Yes, the friendzone rearing its ugly head. Does sharing that I had these emotions reflect well on me? No. But it is a lot of who I was when I was young. Not saying it was right to be it, but it absolutely influenced me.
If you need a friend
Don’t look to a stranger
You know in the end, I’ll always be there
But when you’re in doubt
And when you’re in danger
Take a look all around, and I’ll be there
Another song that had a lot to do with someone I cared about enjoying it. While “Angel” up above did a lot to change how I thought I was supposed to see the girl I loved, this song told me a lot about who I was supposed to be. There’s that f-word again, of course. No matter how jaded I got as I got older, this song is still there, the promise that I made to a girl…and I failed her. I’ve tried to live up to the promise better as I’ve gotten older. I think I’ve done better, but…I don’t know.
Why didn’t I say the things I needed to say
How could I let my angel get away
Now my world is just a-tumblin’ down
I can say it so clearly but you’re nowhere around
While this song hit right when a girl I cared about was out of town, it reflected a lot of my youth, counting on my actions to say what I felt, rather than using words. In a lot of parts of life, I do feel that actions are more important than words, but words are pretty damned important as well. The sadness in this song made me have a pretty solid love for Tony Rich’s music.

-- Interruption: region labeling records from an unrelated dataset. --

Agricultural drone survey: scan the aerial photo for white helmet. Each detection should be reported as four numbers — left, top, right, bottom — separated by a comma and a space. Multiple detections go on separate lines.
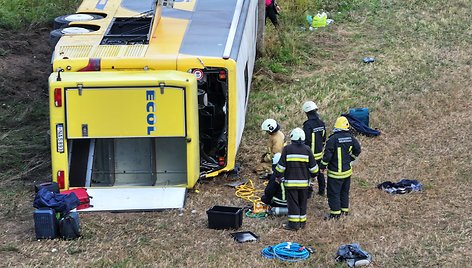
261, 118, 277, 132
272, 153, 282, 165
290, 127, 305, 141
302, 101, 318, 113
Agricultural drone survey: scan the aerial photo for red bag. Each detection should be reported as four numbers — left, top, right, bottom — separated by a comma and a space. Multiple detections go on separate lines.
61, 188, 93, 210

I should have seen it coming when roses died
Should have seen the end of summer in your eyes
I should have listened when you said good night
You really meant good bye
Baby, ain’t it funny, how you never ever learn to fall
You’re really on your knees, when you think you’re standing tall
But only fools are “know-it-alls” and I played that fool for you
I wasn’t in love when the moments that this song evokes happened, I just loved the girl, but regardless, this song hits me for one particular moment, when a girl I’d spent far too long not telling I cared about decided to stop letting me hang around. I fully earned that decision, and I don’t blame her, but that was a kick in the gut that took a long time to recover from emotionally.

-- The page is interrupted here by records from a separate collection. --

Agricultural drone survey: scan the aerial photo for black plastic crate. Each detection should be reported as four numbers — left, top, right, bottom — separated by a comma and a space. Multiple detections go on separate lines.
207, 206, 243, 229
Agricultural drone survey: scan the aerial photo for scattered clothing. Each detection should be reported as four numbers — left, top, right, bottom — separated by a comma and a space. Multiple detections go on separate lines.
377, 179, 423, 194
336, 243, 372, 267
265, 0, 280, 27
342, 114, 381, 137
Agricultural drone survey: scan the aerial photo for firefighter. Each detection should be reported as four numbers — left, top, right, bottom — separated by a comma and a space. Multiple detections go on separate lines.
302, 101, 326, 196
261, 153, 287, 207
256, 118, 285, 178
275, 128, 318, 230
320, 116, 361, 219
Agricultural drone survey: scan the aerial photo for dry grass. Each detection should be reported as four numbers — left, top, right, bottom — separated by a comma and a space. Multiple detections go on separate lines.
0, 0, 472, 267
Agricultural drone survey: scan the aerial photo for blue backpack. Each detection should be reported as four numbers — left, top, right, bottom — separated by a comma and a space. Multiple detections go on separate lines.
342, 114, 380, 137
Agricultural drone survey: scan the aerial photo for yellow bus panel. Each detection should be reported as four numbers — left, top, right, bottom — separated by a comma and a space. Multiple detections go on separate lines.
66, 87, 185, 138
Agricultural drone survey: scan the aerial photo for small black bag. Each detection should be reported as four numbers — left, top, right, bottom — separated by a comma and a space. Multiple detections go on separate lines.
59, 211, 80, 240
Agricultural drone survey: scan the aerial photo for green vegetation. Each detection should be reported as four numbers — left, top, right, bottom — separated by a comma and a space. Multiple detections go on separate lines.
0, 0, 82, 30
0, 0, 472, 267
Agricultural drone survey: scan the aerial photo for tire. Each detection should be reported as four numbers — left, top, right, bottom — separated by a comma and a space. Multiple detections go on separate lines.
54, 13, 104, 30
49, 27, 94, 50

And when you’re feeling open I’ll still be here
But not without a certain degree of fear
Of what will be with you and me
I still can see things hopefully
Oh, this song came when I felt so bitter about what had happened. When I did start to blame her. I was looking for anger, and I couldn’t process a lot of the pain, so I turned it on others. That was a mistake. But even in all that pain and bitterness, there was this hope that things might yet turn back the way I hoped. It was a futile hope, but it was there.

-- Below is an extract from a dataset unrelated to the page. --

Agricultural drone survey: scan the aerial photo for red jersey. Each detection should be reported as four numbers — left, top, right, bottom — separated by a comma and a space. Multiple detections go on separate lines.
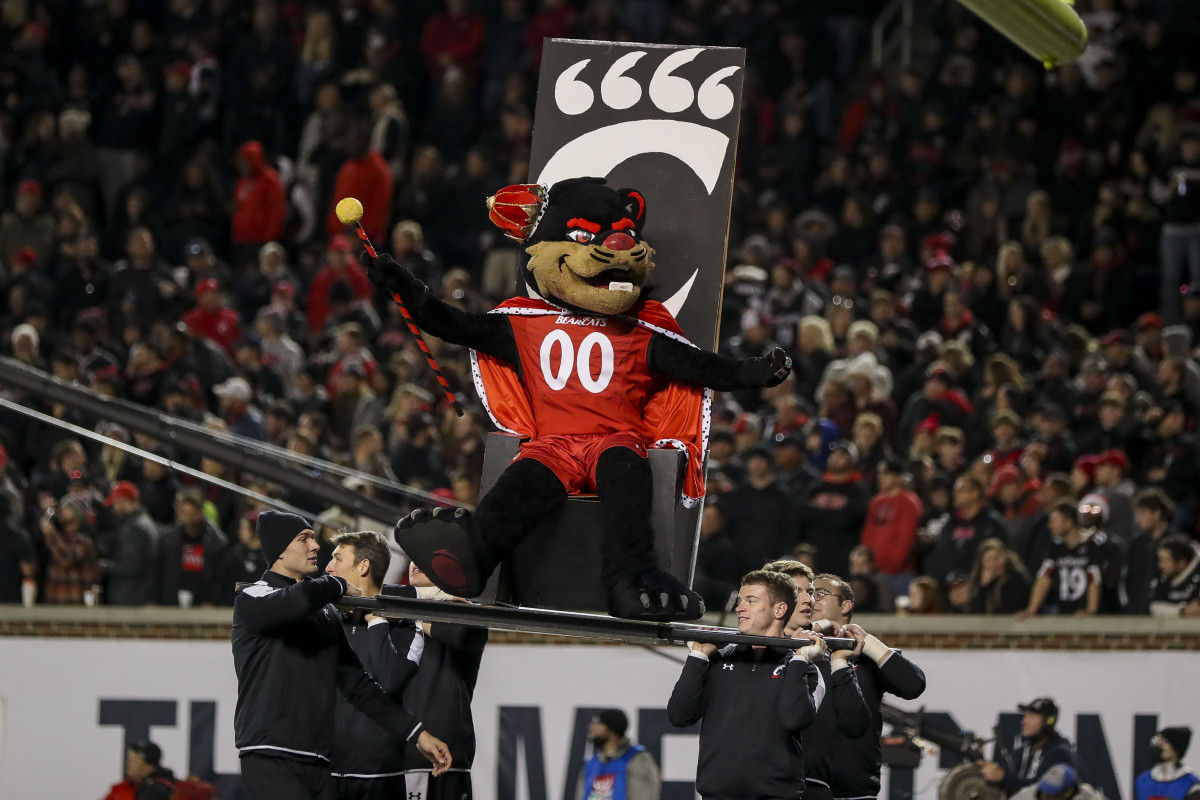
509, 313, 653, 438
472, 299, 709, 498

I was not your woman, I was not your friend,
But you gave me something to remember.
No other man said love yourself
Nobody else can.
We weren’t meant to be,
At least not in this lifetime,
But you gave me something to remember.
I hear you still say, “Love yourself”.
Once again, Madonna closes out my playlist, with another sad-sounding song, one of the classics to come out of the Dick Tracy-inspired album. After all that happened in high school, the fruitless crushes, this song isn’t about what I feel, or I felt. Instead, it’s the song that is all about how I hope the girls I so foolishly fell for and who shaped my life feel about me after it all. It was never going to happen, but I hope they knew that I truly felt emotion for them, not lust, and wanted them to be everything they wanted to be. I wasn’t close to being the man I wanted to be, but I hope I helped them, even if for a little while, know what they thought of themselves.